The content of the narrative was generated from our walk while exploring the space around us. During this process, we walked together but also apart. Αpart due to the restriction of the Covid-19 but together through the Whatsapp group chat on which fragments were shared at set intervals and through various mediums. These fragments brought them together, and while sharing photographs, text, video and voice clips, Whatsapp syncing process created a linear, but non-predetermined hierarchical, new narrative. The different voices of the co-authors became one in the form of a long scroll.

People found different ways to interpret the Asemic Maps and connect these threads with the reality around them. For many, there was a progression in this process. They started to make easy connections between the colours or shapes between the map and the real world. But as they moved further, they moved into a more architectural and mathematical organisation. Some of them, in the end, moved into sound, ambiences and atmospheres. From simple to more complicated and layered connections. In this process, they perceive the environment as moving along, taking different routes and discovering new signs and narratives around them.

Socially engaged practices during the Covid-19 can be challenging, but I am thrilled that we achieved it. We managed to get to know each other and communicate through collective & individual creative processes. I am grateful that I witnessed this process and had the chance to meet unique and colourful voices, which in the end, united and co-created a beautiful new narrative.

To express my gratitude to the participants, I created and gave to them a tangible souvenir of our collective experience.

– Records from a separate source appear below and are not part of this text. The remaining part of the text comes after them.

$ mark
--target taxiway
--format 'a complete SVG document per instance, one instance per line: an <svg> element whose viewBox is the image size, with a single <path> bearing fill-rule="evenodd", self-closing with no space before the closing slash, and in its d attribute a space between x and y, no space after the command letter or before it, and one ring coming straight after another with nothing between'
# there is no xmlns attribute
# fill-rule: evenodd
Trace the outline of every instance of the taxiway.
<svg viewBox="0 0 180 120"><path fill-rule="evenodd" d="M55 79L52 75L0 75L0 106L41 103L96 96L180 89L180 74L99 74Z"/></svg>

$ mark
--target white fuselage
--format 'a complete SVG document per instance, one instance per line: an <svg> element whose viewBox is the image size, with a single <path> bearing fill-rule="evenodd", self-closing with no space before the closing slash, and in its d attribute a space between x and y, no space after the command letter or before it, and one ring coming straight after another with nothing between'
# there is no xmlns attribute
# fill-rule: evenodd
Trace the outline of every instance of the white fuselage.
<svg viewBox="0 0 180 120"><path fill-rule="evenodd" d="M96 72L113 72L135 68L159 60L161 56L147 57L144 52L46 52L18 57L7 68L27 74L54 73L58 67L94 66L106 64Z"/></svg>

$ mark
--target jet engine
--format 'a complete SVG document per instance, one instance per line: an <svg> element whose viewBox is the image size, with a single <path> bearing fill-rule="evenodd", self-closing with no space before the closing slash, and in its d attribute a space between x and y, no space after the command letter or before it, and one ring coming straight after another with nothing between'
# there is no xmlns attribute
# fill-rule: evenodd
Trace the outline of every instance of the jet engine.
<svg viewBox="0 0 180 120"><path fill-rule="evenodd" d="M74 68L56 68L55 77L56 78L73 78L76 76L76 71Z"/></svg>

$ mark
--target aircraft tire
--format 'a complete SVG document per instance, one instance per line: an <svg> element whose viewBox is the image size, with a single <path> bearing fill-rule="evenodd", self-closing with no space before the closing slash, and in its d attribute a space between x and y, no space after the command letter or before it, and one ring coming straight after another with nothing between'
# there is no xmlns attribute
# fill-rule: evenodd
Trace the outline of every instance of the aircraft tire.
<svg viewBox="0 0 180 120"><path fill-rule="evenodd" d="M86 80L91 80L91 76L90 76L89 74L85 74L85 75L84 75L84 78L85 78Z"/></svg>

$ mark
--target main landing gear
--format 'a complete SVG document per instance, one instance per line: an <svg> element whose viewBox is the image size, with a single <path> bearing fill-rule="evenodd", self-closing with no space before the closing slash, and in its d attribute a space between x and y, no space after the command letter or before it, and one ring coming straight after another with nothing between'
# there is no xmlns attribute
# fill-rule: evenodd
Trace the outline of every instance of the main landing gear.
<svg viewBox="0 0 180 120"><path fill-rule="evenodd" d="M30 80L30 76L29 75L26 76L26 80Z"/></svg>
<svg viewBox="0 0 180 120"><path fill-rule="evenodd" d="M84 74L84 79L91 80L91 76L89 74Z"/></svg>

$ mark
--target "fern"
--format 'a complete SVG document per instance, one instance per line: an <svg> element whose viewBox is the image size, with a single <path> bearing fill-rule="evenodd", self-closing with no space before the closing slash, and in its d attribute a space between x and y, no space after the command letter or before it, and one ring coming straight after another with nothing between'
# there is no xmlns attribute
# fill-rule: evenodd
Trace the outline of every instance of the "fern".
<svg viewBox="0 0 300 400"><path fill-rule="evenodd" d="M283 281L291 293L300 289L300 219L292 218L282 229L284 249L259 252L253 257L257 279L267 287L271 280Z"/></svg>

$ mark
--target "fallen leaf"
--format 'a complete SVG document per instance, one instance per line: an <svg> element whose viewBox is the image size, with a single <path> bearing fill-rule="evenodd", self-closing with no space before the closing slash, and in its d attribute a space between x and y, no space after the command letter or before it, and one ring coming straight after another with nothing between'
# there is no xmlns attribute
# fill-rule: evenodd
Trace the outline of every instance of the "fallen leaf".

I designed and printed a small publication that contains:

  • An A4 riso-printed brochure with the description of the workshop & the content of the publication. 
  • An A2 screen-printed poster of the Asemic map of the activity 1 & 2 that took place in the Mural platform.
  • An A5 publication(24 meter concertina) of the new narrative that was created in our Whatsapp group chat.
  • An A4 clear transparency film, to carry on the activities by themselves.